So the Kid and I have had a lot of time to talk since he was deprived of internet and television for a few days. It turns out he really does love his dear old mom, but not if there is manga to be read.
He’s studying American history this year and they are learning all about the constitution and the civil war, etc. He said “the Civil war wasn’t really fought over slavery, it was over state’s rights”.
And then I gave him the condensed for a 13 year old version of this post
You may have some romantic notion that the Civil War was fought for philosophical reasons over the enslavement of fellow humans. The truth is actually based in the functions of a capitalist society. As the north industrialized and started selling more finished goods that were more capital intensive than agricultural raw goods from the south, slavery became an impediment to the wage system.

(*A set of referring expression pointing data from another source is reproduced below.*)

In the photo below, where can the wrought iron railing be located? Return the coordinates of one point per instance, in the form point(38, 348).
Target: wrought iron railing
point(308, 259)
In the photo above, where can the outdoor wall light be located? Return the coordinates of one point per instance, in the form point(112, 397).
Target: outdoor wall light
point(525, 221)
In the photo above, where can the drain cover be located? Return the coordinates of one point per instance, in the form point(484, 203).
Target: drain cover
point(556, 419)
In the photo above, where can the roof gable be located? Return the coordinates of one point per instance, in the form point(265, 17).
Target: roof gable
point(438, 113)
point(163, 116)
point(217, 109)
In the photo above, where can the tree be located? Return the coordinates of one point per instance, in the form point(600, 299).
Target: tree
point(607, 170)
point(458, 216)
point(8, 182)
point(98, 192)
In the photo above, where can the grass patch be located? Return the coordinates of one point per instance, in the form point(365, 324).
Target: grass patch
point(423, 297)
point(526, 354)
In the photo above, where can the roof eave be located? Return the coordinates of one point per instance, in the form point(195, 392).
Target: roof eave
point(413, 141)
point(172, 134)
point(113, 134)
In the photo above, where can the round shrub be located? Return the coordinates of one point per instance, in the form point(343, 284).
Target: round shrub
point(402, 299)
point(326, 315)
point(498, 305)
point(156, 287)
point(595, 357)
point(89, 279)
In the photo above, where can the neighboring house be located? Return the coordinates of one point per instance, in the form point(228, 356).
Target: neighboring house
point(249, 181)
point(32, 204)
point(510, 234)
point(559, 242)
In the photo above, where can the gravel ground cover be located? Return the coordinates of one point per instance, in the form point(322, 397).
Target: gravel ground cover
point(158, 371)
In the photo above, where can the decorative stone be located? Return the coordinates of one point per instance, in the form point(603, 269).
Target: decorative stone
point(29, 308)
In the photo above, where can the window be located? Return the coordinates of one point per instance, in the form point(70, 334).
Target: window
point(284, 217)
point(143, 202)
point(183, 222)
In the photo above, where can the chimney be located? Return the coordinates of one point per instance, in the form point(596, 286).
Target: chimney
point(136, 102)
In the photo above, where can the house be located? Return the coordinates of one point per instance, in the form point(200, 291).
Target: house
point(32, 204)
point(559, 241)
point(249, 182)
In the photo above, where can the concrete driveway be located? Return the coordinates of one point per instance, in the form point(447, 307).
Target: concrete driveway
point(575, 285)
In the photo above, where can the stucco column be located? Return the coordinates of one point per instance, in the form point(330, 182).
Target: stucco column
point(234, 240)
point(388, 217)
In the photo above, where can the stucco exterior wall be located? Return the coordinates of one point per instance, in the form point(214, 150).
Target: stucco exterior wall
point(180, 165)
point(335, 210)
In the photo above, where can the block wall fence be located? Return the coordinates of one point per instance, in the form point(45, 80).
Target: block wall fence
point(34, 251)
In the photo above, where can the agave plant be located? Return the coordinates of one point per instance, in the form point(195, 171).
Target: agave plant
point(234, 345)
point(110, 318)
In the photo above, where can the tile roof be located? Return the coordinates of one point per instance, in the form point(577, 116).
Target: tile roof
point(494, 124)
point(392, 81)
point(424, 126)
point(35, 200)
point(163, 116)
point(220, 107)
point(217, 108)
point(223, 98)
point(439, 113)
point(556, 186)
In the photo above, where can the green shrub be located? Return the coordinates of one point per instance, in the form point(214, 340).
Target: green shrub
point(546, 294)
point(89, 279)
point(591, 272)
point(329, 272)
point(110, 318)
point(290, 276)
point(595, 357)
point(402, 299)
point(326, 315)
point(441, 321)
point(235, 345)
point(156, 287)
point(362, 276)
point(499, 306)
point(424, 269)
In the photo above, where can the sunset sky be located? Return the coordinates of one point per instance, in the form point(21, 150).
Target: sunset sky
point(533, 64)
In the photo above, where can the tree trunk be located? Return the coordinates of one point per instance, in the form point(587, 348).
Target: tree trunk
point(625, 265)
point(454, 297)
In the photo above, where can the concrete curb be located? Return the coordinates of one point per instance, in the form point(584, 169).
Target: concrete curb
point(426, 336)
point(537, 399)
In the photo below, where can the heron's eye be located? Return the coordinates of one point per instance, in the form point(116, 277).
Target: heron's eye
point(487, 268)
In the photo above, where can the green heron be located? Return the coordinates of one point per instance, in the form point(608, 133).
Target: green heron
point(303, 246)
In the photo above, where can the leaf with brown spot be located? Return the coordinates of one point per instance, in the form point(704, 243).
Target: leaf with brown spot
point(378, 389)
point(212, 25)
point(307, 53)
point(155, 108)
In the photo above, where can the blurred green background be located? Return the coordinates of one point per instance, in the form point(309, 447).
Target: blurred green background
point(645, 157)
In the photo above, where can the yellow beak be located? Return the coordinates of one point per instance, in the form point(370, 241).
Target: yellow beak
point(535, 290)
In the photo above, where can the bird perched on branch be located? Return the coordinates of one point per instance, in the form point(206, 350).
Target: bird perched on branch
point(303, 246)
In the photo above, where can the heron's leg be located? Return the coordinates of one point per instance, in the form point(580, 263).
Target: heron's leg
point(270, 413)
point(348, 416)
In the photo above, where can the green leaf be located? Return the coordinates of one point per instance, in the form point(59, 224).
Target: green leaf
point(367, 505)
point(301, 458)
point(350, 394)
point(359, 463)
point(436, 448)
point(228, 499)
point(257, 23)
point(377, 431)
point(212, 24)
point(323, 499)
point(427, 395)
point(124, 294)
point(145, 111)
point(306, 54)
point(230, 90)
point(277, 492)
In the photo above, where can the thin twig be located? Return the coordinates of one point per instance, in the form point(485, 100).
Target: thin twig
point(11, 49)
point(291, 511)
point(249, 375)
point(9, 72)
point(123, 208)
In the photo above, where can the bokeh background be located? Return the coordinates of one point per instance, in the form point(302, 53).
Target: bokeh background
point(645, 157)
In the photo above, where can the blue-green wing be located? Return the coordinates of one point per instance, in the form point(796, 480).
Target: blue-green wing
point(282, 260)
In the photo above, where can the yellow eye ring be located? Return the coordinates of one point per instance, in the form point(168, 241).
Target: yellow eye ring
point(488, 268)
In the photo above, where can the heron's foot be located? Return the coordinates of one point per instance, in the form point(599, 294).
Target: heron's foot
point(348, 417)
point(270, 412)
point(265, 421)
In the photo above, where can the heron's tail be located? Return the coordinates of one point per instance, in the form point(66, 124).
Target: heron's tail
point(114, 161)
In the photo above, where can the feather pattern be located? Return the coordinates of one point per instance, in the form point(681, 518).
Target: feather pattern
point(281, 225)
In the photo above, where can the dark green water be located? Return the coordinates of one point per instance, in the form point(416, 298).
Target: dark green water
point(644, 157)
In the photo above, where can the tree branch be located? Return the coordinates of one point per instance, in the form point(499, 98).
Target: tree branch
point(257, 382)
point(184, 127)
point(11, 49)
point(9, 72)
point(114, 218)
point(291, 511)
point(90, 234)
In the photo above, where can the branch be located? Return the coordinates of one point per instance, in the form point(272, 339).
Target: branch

Keeping a slave is a fixed cost. The only fluctuation is in the original buying price, after that there is no competition to keep costs down. You could keep your slaves near starvation but when they dropped dead you would have to buy another slave. Replacement was not cheap. So the price of raw goods stays relatively high because labor costs can’t be dropped. Paid workers, on the other hand, had no initial cost and since you were not responsible for their well being you could pay starvation wages without a replacement cost. As long as there was a surplus of labor, you could keep dropping the wages lower and lower making the cost of producing your goods cheaper and cheaper. Capitalism at it’s finest (oh sense the irony there or you people don’t know me well).
And so the very next day (oh providence!) the kid had a group exercise on the Civil war, slavery and economics.
And my darling child just went and rocked the brains of a group of 7th graders.
When I asked him if he understood what I explained to him – he did the typical teenage eyeroll “Of course, Moooooooom.” And he thinks the other kids understood it too.
So RQ is not only corrupting her own child with radical ideas, but the precious children of the creative class elites as well. Their parents may have drank the koolaid, but not all hope is lost.